There are a host of apps out there, here are just a few which we rate as rather useful... So, in no particular order:
World Cruising Calendar
This is a long-term cruise planning aid, with a global chart for each month that shows at a glance the areas of the world with good sailing conditions for the latitude (shaded blue), tropical cyclones (shaded orange and red), plus both the main and secondary routes taken by yachts around the world during that month. Ice limits and isolines showing the percentage incidence of winds over Force 8 are also indicated, as are prevailing winds and currents.
Clicking on the chart brings up short captions that give a little additional explanation and detail. There's also a table that shows the areas of the world that are viable for navigation, areas that cruising yachts will want to avoid, plus those in which caution must be applied. Clicking on any of the entries will bring up a short text box with more detail.
The app does a good job as a quick and easy visual guide to the world's sailing routes across the different seasons. A neat touch that should help yachts heading in similar directions to stay in touch is a facility to share your position via a social networking style interface.
On the downside, this app doesn't offer the detail of either pilot charts or comprehensive guide books such as Jimmy Cornell's World Cruising Routes, which you will still need if sailing considerable distances, especially off the beaten track. A helpful addition would be a distance calculator between world ports along the typical tracks taken by sailboats – without this it's difficult to estimate how long a proposed passage may take.
As it’s a relatively expensive app this will doubtless put off some potential buyers. However, this doesn't detract from it being a useful presentation of the most salient information to consider at the early stages of planning ocean passages and even at full price it's cheaper than a couple of pints of beer.

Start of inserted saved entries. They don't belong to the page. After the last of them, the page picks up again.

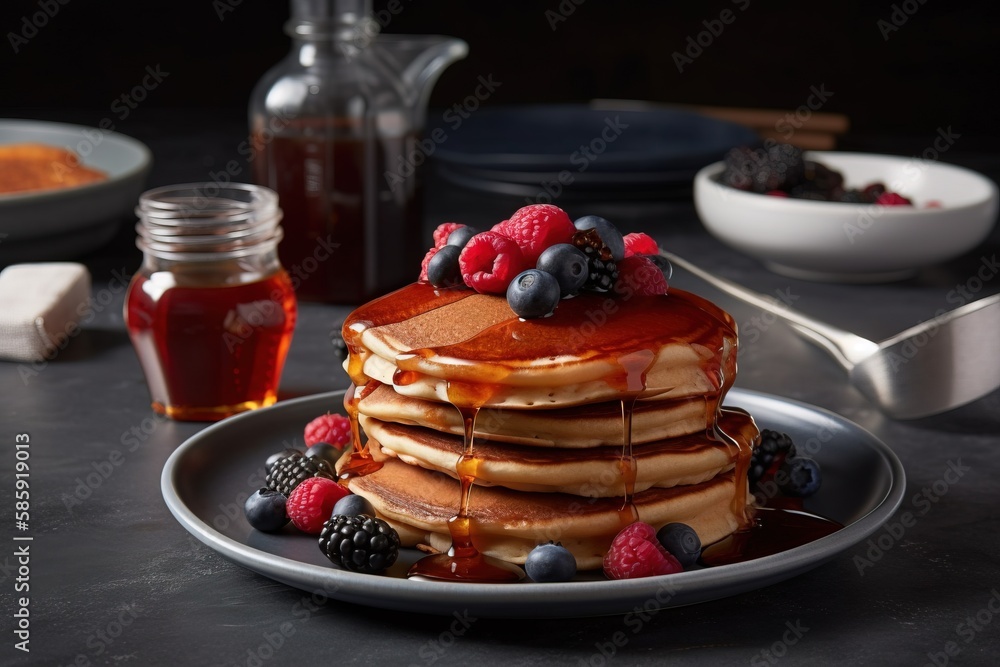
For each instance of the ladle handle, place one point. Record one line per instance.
(847, 348)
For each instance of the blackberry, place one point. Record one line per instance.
(602, 271)
(820, 178)
(778, 167)
(359, 543)
(771, 445)
(287, 473)
(800, 477)
(741, 164)
(872, 192)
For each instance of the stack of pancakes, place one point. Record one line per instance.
(604, 413)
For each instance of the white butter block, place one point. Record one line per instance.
(40, 308)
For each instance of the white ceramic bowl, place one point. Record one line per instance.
(67, 222)
(855, 242)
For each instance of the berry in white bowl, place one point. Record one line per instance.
(953, 210)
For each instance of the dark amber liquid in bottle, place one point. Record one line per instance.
(211, 351)
(352, 209)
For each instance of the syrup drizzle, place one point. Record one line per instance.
(465, 562)
(773, 530)
(360, 462)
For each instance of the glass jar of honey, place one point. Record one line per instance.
(211, 310)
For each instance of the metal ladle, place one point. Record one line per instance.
(937, 365)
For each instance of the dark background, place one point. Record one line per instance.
(936, 70)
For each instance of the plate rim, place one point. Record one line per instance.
(612, 161)
(22, 198)
(506, 600)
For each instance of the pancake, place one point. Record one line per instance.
(590, 425)
(603, 413)
(465, 348)
(508, 524)
(593, 472)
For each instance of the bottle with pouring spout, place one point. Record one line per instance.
(336, 131)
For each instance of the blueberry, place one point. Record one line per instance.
(443, 269)
(533, 293)
(353, 505)
(568, 264)
(461, 235)
(681, 541)
(326, 452)
(277, 456)
(799, 477)
(608, 233)
(265, 510)
(550, 562)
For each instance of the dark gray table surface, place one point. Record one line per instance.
(114, 579)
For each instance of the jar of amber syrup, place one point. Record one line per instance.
(211, 311)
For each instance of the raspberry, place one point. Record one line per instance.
(892, 199)
(636, 552)
(311, 503)
(637, 243)
(642, 276)
(443, 231)
(490, 261)
(332, 429)
(424, 262)
(534, 228)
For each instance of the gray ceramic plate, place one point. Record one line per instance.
(207, 479)
(66, 222)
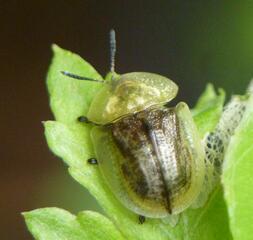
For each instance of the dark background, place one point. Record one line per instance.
(192, 42)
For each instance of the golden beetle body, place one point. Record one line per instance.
(150, 155)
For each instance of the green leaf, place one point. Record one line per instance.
(58, 224)
(71, 141)
(208, 109)
(70, 97)
(237, 177)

Boat Beacon – AIS Marine Navigation
This is the Rolls Royce of the many AIS apps that show the position, speed and course of shipping. While there are plenty of free apps – and websites – that will display this information, Boat Beacon goes a stage further in calculating the calculating closest point of approach of your boat to other vessels. This is based on your GPS speed and direction and the other boat’s transmitted AIS data. In doing so it can help to identify potential collision situations at an early stage.
The app can also act as a tracker, transmitting your position and speed via a web interface. This means that family members, for instance, can check your progress, but unlike an AIS B transmitter, it’s important to recognise that other shipping will not be able to see you on their systems.
The app needs a mobile data connection to operate – and although many coastal waters have coverage, there are notable gaps in this. This may not matter unduly for those on board – after all you’ll only be the position you were in without this £6.99 app – but family following your progress on shore may find it disconcerting if your vessel appears to vanish.
Boat Beacon can’t really be considered a replacement for a proper AIS receiver and display that doesn’t depend on a cell phone signal, but for the price of a couple of beers it’s certainly a useful addition to your electronic aids.
This app helps to avoid those sleepless nights during which you wonder whether or not the anchor is dragging as the wind starts to build. It will trigger an alert if the phone’s GPS position moves out of a pre-defined area, set as a radius around your anchor, varying from 15ft to 75m. You can move the centre of the circle after anchoring, to position it exactly over where you think the hook is.
Alerts include an alarm or flashing message. The app can even call another phone, which would be especially useful if you’re onshore, whether provisioning, at a restaurant, or exploring the local area.
There’s also an off-course alarm that can be useful when anchored stern to a quay, as is common practice in many parts of the Mediterranean. It will alert you should the boat swing away from perpendicular to the dock. Maps are also available as in-app purchases, but these aren’t essential to the basic anchor watch function.
Marine Tides Planner
This provides all the tide time and height info you need in one place for instant access, wherever in the world you sail. Data is provided for more than 5,000 locations and, once downloaded, no internet connection is needed as the database is stored on the device.
The free version gives access to data 24-hours ahead, while in-app purchases can extend this, with the cost varying according to different countries’ approach to making data available.
A neat feature, as the Cowes and San Francisco screen shots show, is the display of the tidal curve, which shows accurately the height of tide at any given time as you mouse your finger over the graph and eliminates any errors when reading the graph.
All the knots you need clearly explained in this app, with step-by-step photography and usage notes. The 35 most useful sailing knots are in a separate category, for easy reference. Similarly there’s a category with 21 fishing knots.
You can also impress your friends with a wide variety of decorative knots, plus other bends and hitches. It also covers eye splices and back splices in three-strand rope, but not splicing braided rope. Similarly there are two whippings – a sailor’s and West Country – but not the (stitched) sailmaker’s whipping that lasts indefinitely.
Nonetheless, there’s a lot of useful info in the app and it’s an ideal reference for new and enthusiastic crew who want to learn to become more useful on board.